Fixing Erroneous Data in Ganglia Metrics by Editing RRDtool
Once upon a time, some of my network graphs generated by ganglia showed that some of my machines managed to shunt > 450 Petabytes/second of network traffic for about 45 seconds. Given that these things have a couple of gigabit NICs, I figured that we hadn't broken Physics and that these numbers were Incorrect.

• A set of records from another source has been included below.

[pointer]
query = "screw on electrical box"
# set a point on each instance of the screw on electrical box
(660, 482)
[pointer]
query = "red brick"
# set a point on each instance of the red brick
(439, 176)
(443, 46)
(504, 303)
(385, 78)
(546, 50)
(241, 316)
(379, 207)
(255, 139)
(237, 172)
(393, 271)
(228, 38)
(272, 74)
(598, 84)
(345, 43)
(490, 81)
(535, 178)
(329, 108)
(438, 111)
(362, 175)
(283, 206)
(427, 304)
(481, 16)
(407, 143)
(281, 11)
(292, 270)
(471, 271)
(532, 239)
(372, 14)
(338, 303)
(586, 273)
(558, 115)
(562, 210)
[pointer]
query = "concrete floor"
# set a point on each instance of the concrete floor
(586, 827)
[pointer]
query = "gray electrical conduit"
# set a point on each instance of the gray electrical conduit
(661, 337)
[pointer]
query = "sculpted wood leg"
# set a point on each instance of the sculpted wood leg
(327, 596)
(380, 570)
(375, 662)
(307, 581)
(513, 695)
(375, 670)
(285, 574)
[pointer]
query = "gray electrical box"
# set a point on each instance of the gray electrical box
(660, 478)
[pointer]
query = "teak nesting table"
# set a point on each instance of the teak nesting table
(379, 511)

This led me to discover that, contrary to my previous understanding/assumption, the RRDtool files that ganglia uses to store its time-series data are not too difficult to work with. This is because there is a straightforward editing pattern of dump-to-xml, edit, restore-from-xml.

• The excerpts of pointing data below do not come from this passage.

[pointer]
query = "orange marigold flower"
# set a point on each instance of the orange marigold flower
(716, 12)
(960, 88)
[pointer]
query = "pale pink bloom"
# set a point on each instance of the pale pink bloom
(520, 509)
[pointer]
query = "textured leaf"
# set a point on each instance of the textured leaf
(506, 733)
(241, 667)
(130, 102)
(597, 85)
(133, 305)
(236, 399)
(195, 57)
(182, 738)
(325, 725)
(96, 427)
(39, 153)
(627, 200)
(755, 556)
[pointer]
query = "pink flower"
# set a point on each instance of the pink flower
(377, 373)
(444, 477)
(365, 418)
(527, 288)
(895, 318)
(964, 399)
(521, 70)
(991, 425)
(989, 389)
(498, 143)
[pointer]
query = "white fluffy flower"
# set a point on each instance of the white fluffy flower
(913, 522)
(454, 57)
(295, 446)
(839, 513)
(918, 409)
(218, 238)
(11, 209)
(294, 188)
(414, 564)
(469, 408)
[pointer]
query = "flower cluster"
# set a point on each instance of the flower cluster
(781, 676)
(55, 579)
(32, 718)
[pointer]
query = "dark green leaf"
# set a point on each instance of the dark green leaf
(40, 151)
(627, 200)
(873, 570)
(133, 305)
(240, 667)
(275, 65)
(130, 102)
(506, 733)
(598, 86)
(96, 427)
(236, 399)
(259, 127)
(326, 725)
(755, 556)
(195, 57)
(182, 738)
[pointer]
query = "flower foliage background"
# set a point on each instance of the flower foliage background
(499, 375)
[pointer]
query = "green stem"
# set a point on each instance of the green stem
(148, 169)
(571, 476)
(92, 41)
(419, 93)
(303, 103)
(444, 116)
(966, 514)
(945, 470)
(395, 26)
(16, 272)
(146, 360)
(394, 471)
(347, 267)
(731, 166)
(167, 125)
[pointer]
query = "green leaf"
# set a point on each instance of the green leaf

I have a ganglia cluster called 'kvm' so the rrds live in /var/lib/ganglia/rrds/kvm.
4 files contained errors: bytes_in.rrd, bytes_out.rrd, pkts_in.rrd, pkts_out.rrd
the rrdtool files contain lines like:
<!-- 2012-05-25 08:28:00 EDT / 1337948880 --> <row><v> 3.0768559000e+05 </v></row>
but there are 4 anomalous lines in each file like:
<!-- 2012-05-25 08:29:15 EDT / 1337948955 --> <row><v> 7.6378559000e+17 </v></row>
See that 'e+17'? 12 orders of magnitude away from the surrounding numbers? Really? No.
Here's my "one-liner" to fix this mess:
for host in kvm1 kvm2 kvm3; do host=${host}$( hostname | sed -e 's/^[a-z]*//') for m in bytes pkts; do for d in in out; do rrdtool dump /var/lib/ganglia/rrds/kvm/${host}/${m}_${d}.rrd > /tmp/${m}_${d}.xml; sed -i -e 's/e+17 /e+05 /' /tmp/${m}_${d}.xml; mv /var/lib/ganglia/rrds/kvm/${host}/${m}_${d}.rrd /tmp/ ; rrdtool restore /tmp/${m}_${d}.xml /var/lib/ganglia/rrds/kvm/${host}/${m}_${d}.rrd; done; done; done
Now all I have to do is work out why this happened in the first place. But at least I have some more practice and less aversion concerning RRDtool.